Mukhriz Mahathir, the 48-year-old son of Malaysia’s longest-serving prime minister, lost his bid to become a vice president of the country’s biggest political party, setting back plans to establish himself as a future national leader.
Mukhriz came in fourth in a weekend vote by members of the ruling United Malays National Organisation to select three vice presidents, beaten to third place by Defense Minister Hishammuddin Hussein, Prime Minister Najib Razak’s cousin. Fellow incumbents Rural and Regional Development Minister Mohd Shafie Apdal and Home Minister Ahmad Zahid Hamidi secured the most votes, official results on the party’s website show.
This means a leadership status quo for at least the next three years, with Najib and Deputy Prime Minister Muhyiddin Yassin returned unopposed as the party’s president and deputy president, even after leading the governing coalition to its narrowest victory since independence in 1957 during May’s general election. Khairy Jamaluddin is staying on as youth wing leader, while Shahrizat Abdul Jalil remains women’s wing head, UMNO said.
“We don’t need new line-ups or leadership to initiate changes,” Najib, 60, told reporters yesterday in Putrajaya, the country’s administrative center outside of Kuala Lumpur. “This team is capable of translating the transformation agenda into making Malaysia a developed nation.”

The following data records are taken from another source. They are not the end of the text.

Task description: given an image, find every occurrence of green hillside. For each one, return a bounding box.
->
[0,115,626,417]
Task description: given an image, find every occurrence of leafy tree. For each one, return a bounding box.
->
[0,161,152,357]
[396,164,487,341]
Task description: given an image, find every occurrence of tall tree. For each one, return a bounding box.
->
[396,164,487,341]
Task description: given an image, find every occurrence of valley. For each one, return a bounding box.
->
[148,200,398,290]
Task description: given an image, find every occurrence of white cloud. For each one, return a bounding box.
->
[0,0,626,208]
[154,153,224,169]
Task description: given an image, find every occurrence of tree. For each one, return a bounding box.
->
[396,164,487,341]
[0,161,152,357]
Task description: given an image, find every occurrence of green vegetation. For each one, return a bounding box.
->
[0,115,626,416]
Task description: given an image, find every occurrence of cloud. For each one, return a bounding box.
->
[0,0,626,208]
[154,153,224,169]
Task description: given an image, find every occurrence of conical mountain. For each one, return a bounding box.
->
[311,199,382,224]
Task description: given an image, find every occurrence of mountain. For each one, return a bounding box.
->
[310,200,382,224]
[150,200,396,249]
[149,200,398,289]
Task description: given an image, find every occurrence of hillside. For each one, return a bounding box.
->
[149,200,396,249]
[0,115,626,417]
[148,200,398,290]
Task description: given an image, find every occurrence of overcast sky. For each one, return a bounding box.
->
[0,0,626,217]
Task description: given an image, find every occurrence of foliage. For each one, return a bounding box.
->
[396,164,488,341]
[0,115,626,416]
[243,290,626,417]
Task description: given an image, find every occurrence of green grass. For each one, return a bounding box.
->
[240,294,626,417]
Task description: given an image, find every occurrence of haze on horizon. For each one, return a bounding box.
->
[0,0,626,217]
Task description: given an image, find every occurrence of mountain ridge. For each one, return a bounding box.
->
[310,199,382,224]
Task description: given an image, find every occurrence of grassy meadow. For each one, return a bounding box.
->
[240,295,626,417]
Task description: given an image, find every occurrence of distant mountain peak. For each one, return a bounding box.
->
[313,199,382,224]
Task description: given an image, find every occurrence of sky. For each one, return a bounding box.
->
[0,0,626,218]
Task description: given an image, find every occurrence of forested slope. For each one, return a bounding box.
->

Mukhriz’s 88-year-old father Mahathir Mohamad led Malaysia for 22 years before retiring in 2003. His dad’s rise to power was marked by his push to deepen policies favoring ethnic Malays and indigenous people, known locally as Bumiputeras, who make up the majority of the country’s 29 million-strong population. He enforced an affirmative action program to increase their wealth compared with the minority ethnic Indian and Chinese communities.

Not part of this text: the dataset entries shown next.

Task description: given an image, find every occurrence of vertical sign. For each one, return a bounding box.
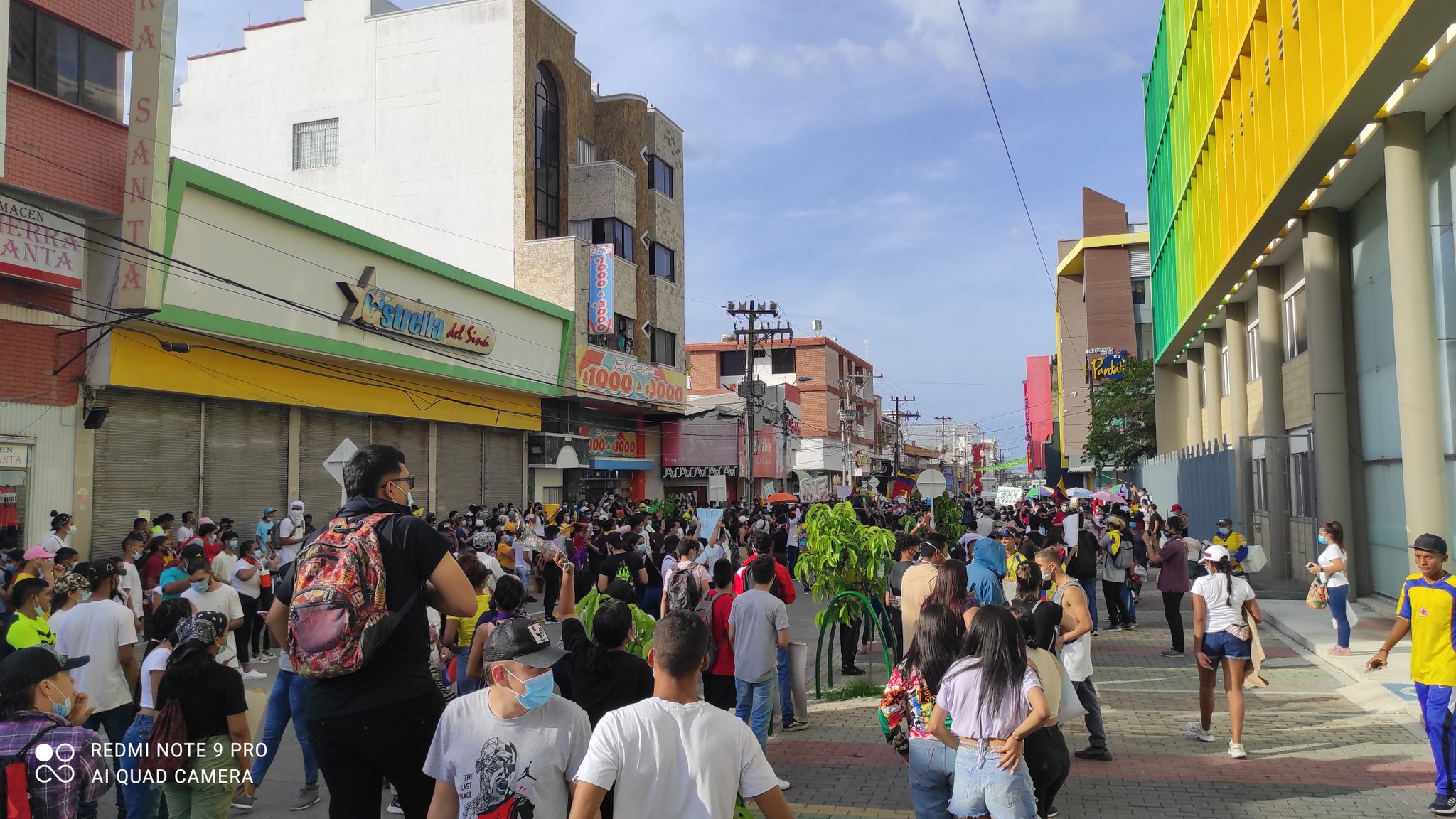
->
[117,0,178,312]
[587,245,617,335]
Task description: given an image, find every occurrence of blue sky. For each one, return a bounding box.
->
[178,0,1162,446]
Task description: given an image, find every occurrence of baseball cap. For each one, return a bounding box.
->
[1411,532,1446,555]
[485,618,568,669]
[0,646,90,691]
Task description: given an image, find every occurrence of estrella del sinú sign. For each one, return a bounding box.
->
[587,245,616,335]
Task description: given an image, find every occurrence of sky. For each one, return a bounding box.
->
[178,0,1162,446]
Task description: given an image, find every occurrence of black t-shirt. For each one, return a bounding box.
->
[274,489,450,720]
[560,618,653,727]
[157,663,247,742]
[597,552,649,589]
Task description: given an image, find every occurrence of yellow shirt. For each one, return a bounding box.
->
[1396,574,1456,685]
[446,592,491,648]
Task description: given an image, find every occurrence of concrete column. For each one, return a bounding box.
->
[1380,111,1447,542]
[1251,267,1293,577]
[1305,207,1356,560]
[1223,301,1253,533]
[1184,347,1204,446]
[1203,329,1223,440]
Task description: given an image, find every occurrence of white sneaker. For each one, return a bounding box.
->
[1184,723,1213,742]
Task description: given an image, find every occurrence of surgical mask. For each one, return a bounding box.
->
[505,670,556,708]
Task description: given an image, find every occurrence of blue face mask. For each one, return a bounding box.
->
[505,670,556,708]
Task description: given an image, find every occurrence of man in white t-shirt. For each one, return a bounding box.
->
[571,611,792,819]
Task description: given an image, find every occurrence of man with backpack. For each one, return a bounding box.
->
[259,443,476,819]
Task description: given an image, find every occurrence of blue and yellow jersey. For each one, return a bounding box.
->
[1398,574,1456,685]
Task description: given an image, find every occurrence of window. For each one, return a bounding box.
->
[653,328,677,368]
[587,314,632,353]
[718,350,749,378]
[646,156,675,200]
[648,242,677,282]
[769,347,795,376]
[1284,282,1309,361]
[535,63,560,239]
[1243,321,1260,382]
[293,117,339,171]
[9,0,125,122]
[591,215,635,264]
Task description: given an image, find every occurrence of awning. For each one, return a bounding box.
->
[591,458,657,472]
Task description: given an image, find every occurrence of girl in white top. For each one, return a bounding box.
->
[1184,542,1261,759]
[1305,520,1349,655]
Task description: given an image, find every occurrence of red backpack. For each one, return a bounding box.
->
[289,513,419,679]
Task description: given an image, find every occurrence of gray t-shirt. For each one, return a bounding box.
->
[728,589,789,682]
[425,690,591,819]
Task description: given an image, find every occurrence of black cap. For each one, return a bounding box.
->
[1411,532,1446,557]
[485,618,568,669]
[0,646,90,691]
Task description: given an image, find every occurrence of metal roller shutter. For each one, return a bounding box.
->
[485,430,525,505]
[200,398,289,535]
[370,418,434,501]
[296,410,368,515]
[92,389,203,547]
[434,424,493,513]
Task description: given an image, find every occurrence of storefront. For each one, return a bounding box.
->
[77,160,572,551]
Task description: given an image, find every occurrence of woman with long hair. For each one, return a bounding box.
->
[1310,520,1349,657]
[923,560,978,628]
[931,606,1051,819]
[879,604,965,819]
[1185,545,1261,759]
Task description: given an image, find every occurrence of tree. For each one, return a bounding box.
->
[1083,357,1157,472]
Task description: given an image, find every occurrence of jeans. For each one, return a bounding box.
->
[309,692,444,819]
[1163,592,1184,654]
[1325,586,1349,648]
[117,714,161,819]
[734,676,773,751]
[779,646,793,724]
[951,739,1037,819]
[252,669,319,787]
[910,737,955,819]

With the return of the incumbents “Najib will be able to push for his reform agenda,” Ibrahim Suffain, a political analyst at the Merdeka Center for Opinion Research, said in a phone interview yesterday. “There are still some conservative elements in the party. Mahathir’s influence is limited now.”
Najib sought to bolster support from rank-and-file members last month by boosting privileges for the party’s core base of Bumiputera supporters. The extra aid included a 10 billion ringgit ($3.2 billion) unit trust to support skills training, education and home ownership, and a pledge of more government-linked concessions and contracts.
Najib rolled back some preferences after first becoming leader in 2009 to boost international competitiveness. That included doing away with a requirement that foreign companies investing in Malaysia and locally listed businesses set aside 30 percent of their equity for the Bumiputeras. He’s also made cash handouts to poor of all races.
The prime minister denied in an Oct. 11 interview that last month’s additional assistance amounted to a policy reversal, saying affirmative action was required for the benefit of all to ensure social stability.
Najib was a teenager when riots erupted between Muslim Malays and ethnic Chinese in Kuala Lumpur in 1969. His father Abdul Razak Hussein became prime minister the following year and responded with a program to reduce Chinese dominance in business.
In 2010, Najib started economic and government transformation programs aimed at boosting competitiveness and helping Malaysia move up the value chain as it aims to become a high-income nation by 2020. This included identifying $444 billion of private-sector investment projects, including oil storages and mass rail, to complete in the current decade.
The prime minister, who is also finance minister, will unveil his 2014 policy priorities in a budget speech on Oct. 25.
Southeast Asia’s third-largest economy withstood faltering overseas demand in the past year as Najib gave handouts to voters and boosted investment ahead of the May vote. GDP expanded more than 4 percent in each of the 15 quarters through June 2013.
Mahathir told the official Bernama news service yesterday that he’d warned his son Mukhriz that he had a 50-50 chance or less of getting elected a party vice president on first attempt.
“He only lost by nine votes and to me it should be seen as a personal victory,” Muhyiddin separately told reporters in Putrajaya yesterday.
Mukhriz secured more votes than two other contenders for the three vice presidency slots, Isa Abdul Samad, chairman of palm oil producer Felda Global Ventures Holdings Bhd., and former Malacca Chief Minister Mohd Ali Rustam, UMNO said.